DetakDetik.com | Di sebuah sudut kota kecil di pusat Pemerintahan Kabupaten Agam yang tak pernah kehabisan cerita, berdirilah sebuah warung kopi yang mungkin tak tampak istimewa dari luar. Tapi siapa sangka, dari meja-meja kayu dan gelas kopi panas milik Mus Mulyadi Sutan Maruf inilah lahir satu komunitas unik yakni Komunitas Lapau Mak Apuak. Bukan sekadar kumpulan orang iseng, ini adalah pertemuan lintas profesi yang menyatu oleh obrolan ringan, canda tawa, dan tentu saja, aroma kopi.
Dari pagi hingga malam, warung ini tak pernah benar-benar sepi. Mulai dari anggota dewan, polisi, pengacara, pejabat lokal, ASN, honorer, pensiunan, guru, wartawan, pemborong, kepala tukang, hingga pedagang kaki lima. Semuanya melebur dalam satu ruang yang sama. Tak ada kasta, tak ada sekat. Hanya ada satu tujuan yakni menikmati waktu, berbagi cerita, dan saling melepas penat.
Di tengah percakapan yang bisa bergeser cepat dari isu politik nasional ke harga cabai di pasar, nama “Mak Apuak” sering muncul sebagai bahan guyonan. Mak Apuak tak lain adalah panggilan sayang untuk pemilik warung itu sendiri, Sutan Maruf. Tubuhnya yang gempal menjadi inspirasi nama itu. Apuak, diambil dari kata gapuak alias gemuk, menjadi semacam maskot tidak resmi lapau ini. Tapi sayang, Mak Apuak juga sering jadi korban lelucon manis para pelanggannya.
Namun, dari tawa dan obrolan kopi yang awalnya hanya berputar di meja lapau, lahirlah ide ke arah lain yaitu touring motor. Seperti kopi yang tak pernah basi, begitu juga semangat mereka untuk menjelajah. Maka lahirlah gagasan: “Kalau kita bisa duduk bareng tiap hari, kenapa enggak jalan bareng juga?”
Dari “Ota Lapau ke Raun Sabalik” dengan Motor
Komunitas Lapau Mak Apuak bukan komunitas motor biasa. Mereka tidak mengenakan seragam mahal atau berkendara dengan motor gede berdecit. Tapi semangat kebersamaan dan keceriaan yang mereka bawa bisa jadi menyaingi klub motor manapun. Touring bagi mereka bukan soal kecepatan atau destinasi mewah, melainkan tentang cerita yang bisa ditertawakan saat berhenti untuk makan bersama “nasi batungkuih daun” dari masing-masing istri tercinta atau minum di warung pinggir jalan. Termasuk juga tentang saran arah yang lebih sering salah tapi seru, dan tentang surat ijin touring dari istri.

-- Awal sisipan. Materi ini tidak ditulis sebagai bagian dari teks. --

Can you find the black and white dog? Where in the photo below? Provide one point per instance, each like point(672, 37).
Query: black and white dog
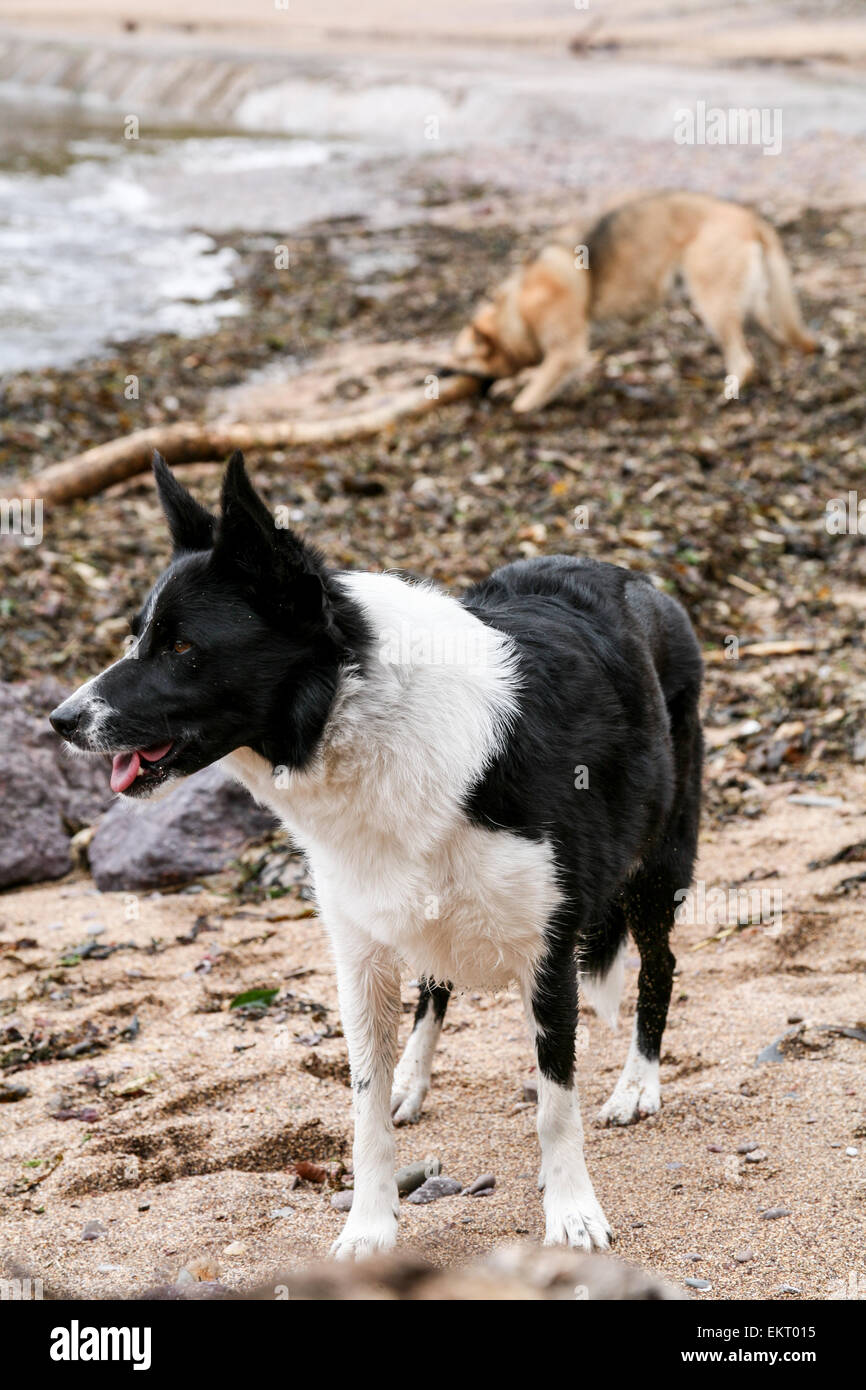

Dari perjalanan itulah muncul kebutuhan akan aturan, karena cara membawa motor dalam rombongan tetap perlu etika. Maka mereka mulai merumuskan “kode etik touring” versi Mak Apuak yakni datang tepat waktu, briefing dulu sebelum jalan, jangan saling salip, dan jangan terlalu banyak bawa barang. Tapi yang terpenting adalah bawa “Nasi Batungkuih Daun” dari rumah dan tetap bawa humor khas lapau, karena tanpa tawa, touring hanya jadi perjalanan biasa.
Kini, Komunitas Lapau Mak Apuak bukan hanya dikenal sebagai komunitas nongkrong, tapi juga sebagai kelompok yang aktif touring dan menyebar semangat solidaritas. Setiap perjalanan mereka menjadi bentuk nyata bahwa persahabatan bisa dimulai dari secangkir kopi dan berkembang menjadi komunitas yang menginspirasi.
Mak Apuak adalah tokoh sentral sekaligus simbol kehangatan komunitas ini. Mungkin tidak ikut semua touring karena harus jaga lapau, tapi ceritanya selalu ikut. Dan tiap kali rombongan kembali dari perjalanan, cerita mereka akan kembali tumpah ruah di meja-meja kopi warung itu. Dengan gelak tawa, dengan aroma kopi, dan dengan cinta yang sederhana tapi tulus.
Jadi, kalau kamu merasa penat, ingin tempat bercerita, atau sekadar cari kawan ngopi dan jalan-jalan, datang saja ke Lapau Mak Apuak di belakang Dinas Pertanian Agam. Siapa tahu, kamu bukan cuma dapat teman baru, tapi juga jalan hidup baru di atas motor dengan sahabat-sahabat baru.